Quick Pytorch template 1

Posted on June 2, 2019
Tags: machinelearning

1 Summary

Build a neural network that binary classifies YES(1) or NO(0) whether we can create a target sum given a list of coins with certain values.
eg.
coins = {1,2,5} target=14
OUTPUT: 1
since 5+5+2+2=14

2 Imports

## Standard libraries
import os
import math
import numpy as np
import time

## Imports for plotting
import matplotlib.pyplot as plt
%matplotlib inline

%config InlineBackend.figure_formats = ['pdf','svg']
from matplotlib.colors import to_rgba
import seaborn as sns
sns.set()

## Progress bar
from tqdm.notebook import tqdm

import torch
print("Using torch", torch.__version__)
device = torch.device("cuda") if torch.cuda.is_available() else torch.device("cpu")

3 Coin Change problem

def _get_change_making_matrix(set_of_coins, r: int):
    m = [[0 for _ in range(r + 1)] for _ in range(len(set_of_coins) + 1)]
    for i in range(1, r + 1):
        m[0][i] = float('inf')  # By default there is no way of making change
    return m

def change_making(coins, n: int):
    """This function assumes that all coins are available infinitely.
    n is the number to obtain with the fewest coins.
    coins is a list or tuple with the available denominations.
    """
    m = _get_change_making_matrix(coins, n)
    for c, coin in enumerate(coins, 1):
        for r in range(1, n + 1):
            # Just use the coin
            if coin == r:
                m[c][r] = 1
            # coin cannot be included.
            # Use the previous solution for making r,
            # excluding coin
            elif coin > r:
                m[c][r] = m[c - 1][r]
            # coin can be used.
            # Decide which one of the following solutions is the best:
            # 1. Using the previous solution for making r (without using coin).
            # 2. Using the previous solution for making r - coin (without
            #      using coin) plus this 1 extra coin.
            else:
                m[c][r] = min(m[c - 1][r], 1 + m[c][r - coin])
    return m[-1][-1]
change_making([1,2,5],14) 
4

3.1 Torch variant coin change

#coinChange that takes a coin::tensorArray and returns a tensor
def torchChangeMake(coin,n):
    coin.tolist()
    possible = 1 if change_making(coin.tolist(),n) != float('inf') else 0
    return torch.Tensor([possible])

torchChangeMake(torch.randint(1,7,(3,)),7)
torch.randint(1,7,(3,))
tensor([2, 5, 2])
torchChangeMake(torch.randint(1,7,(3,)),7)
tensor([1.])

4 Formatting Dataset for Dataloader

4.1 Build our dataset INPUTS

  • In our coin change problem, these are the bags of coins.
  • self.data which we will implement in the future will follow this pattern

def buildinput(self): in the next section will use this code

torch.randint(low=1,high=5,size=(10,3))
tensor([[2, 1, 3],
        [2, 1, 3],
        [1, 4, 1],
        [4, 1, 4],
        [3, 2, 2],
        [1, 4, 2],
        [3, 1, 3],
        [4, 1, 4],
        [2, 4, 2],
        [3, 2, 3]])

4.2 Build out dataset OUTPUTS

  • In our coin change problem, either 1 or 0 represent whether it is possible to make 40 from each of the bags from our previous section.
  • self.label which we will implement in the future will follow this pattern

def buildlabel(self): in the next section will use this code

acc = torch.empty((0,))
for i in torch.randint(low=1,high=30,size=(10,3)):
    acc = torch.cat((acc,torchChangeMake(i,40)),0)
    print(torchChangeMake(i,30))
tensor([1.])
tensor([1.])
tensor([1.])
tensor([1.])
tensor([1.])
tensor([1.])
tensor([0.])
tensor([0.])
tensor([1.])
tensor([1.])

acc is the data output which merged the tensors in the loop above into 1 tensor array

print(acc)

Notice the shape is not a vector but a single list

tensor([1., 1., 1., 1., 1., 1., 0., 0., 1., 1.])

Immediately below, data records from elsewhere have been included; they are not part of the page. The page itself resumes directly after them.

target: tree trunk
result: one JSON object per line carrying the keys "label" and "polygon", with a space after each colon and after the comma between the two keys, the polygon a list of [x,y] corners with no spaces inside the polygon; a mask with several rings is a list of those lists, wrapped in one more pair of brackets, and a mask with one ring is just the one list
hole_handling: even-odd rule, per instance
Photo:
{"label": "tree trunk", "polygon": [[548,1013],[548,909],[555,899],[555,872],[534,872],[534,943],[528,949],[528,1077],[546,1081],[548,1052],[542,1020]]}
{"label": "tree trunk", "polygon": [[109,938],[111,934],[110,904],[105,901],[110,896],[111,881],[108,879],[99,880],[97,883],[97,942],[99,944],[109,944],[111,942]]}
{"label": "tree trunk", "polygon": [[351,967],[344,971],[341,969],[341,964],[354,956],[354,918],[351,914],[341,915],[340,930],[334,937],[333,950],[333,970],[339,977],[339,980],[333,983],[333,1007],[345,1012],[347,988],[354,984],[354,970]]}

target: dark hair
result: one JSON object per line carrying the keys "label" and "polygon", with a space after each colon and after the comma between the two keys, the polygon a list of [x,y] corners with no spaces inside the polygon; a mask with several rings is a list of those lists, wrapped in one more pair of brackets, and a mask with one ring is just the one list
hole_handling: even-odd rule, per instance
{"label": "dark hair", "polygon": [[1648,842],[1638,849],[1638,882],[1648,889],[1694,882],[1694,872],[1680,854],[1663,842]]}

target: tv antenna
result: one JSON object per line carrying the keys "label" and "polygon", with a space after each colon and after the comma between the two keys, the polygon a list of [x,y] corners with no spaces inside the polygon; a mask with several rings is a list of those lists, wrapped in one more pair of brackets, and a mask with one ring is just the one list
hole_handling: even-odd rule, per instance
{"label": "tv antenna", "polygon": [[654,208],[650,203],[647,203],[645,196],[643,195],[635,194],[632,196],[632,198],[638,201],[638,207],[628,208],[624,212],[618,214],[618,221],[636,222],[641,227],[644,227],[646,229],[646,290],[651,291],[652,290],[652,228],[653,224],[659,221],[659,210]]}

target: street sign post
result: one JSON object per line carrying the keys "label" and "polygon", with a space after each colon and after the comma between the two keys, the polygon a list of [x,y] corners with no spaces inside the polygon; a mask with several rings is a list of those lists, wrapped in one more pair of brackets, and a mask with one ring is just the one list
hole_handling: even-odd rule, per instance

5 Creating your Dataset class

import torch.utils.data as data
class MainDataset(data.Dataset):
    def __init__(self,size):
        super().__init__()
        self.size = size #size is observation AKA Number of Inputs AKA rows of a database
        self.generateData()
    def generateData(self):
        self.buildinput()
        self.buildlabel() #label AKA the output AKA expected result
    def buildinput(self): #We built this from the previous section
        FeaturesCount = 3
        data = torch.randint(low=1,high=240,size=(self.size,FeaturesCount))
        self.data = data
    def buildlabel(self):  #We built this from the previous section
        acc = torch.empty((0,))
        for i in self.data:
            minCoinsLabel = torchChangeMake(i,250)
            acc = torch.cat((acc,minCoinsLabel),0) #0 represents appended on 0-dim which is a typical array
        self.label = acc
    def __len__(self):
        # Number of data point we have. Alternatively self.data.shape[0], or self.label.shape[0]
        return self.size
    def __getitem__(self, idx):
        # Return the idx-th data point of the dataset
        # If we have multiple things to return (data point and label), we can return them as tuple
        data_point = self.data[idx]
        data_label = self.label[idx]
        return data_point, data_label
# ONLY THE TEMPLATE, DO NOT COPY AND USE THIS
class templateDataset(data.Dataset):
    def __init__(self,size):
        super().__init__()
        self.size = size
        self.generateData()
    def generateData(self):
        self.data = #... 
        self.label = #...
        pass
    def __len__(self):
        # Number of data point we have. Alternatively self.data.shape[0], or self.label.shape[0]
        return self.size
    def __getitem__(self, idx):
        # Return the idx-th data point of the dataset
        # If we have multiple things to return (data point and label), we can return them as tuple
        data_point = self.data[idx]
        data_label = self.label[idx]
        return data_point, data_label
dataset = MainDataset(size=200)
print("Size of dataset:", len(dataset))
print("Data point 0:", dataset[0])
print("Data point 0:", dataset[0])
Size of dataset: 200
Data point 0: (tensor([218,   6,  90]), tensor(0.))

5.1 Torch Dataloader

We are not using the dataloader yet, just investigating it in this section

  • Since we built our dataset class based on torch’s spec, loading it into torch’s dataloader is trivial.
data_loader = data.DataLoader(dataset, batch_size=8, shuffle=True)
# next(iter(...)) catches the first batch of the data loader
# If shuffle is True, this will return a different batch every time we run this cell
# For iterating over the whole dataset, we can simple use "for batch in data_loader: ..."
data_inputs, data_labels = next(iter(data_loader))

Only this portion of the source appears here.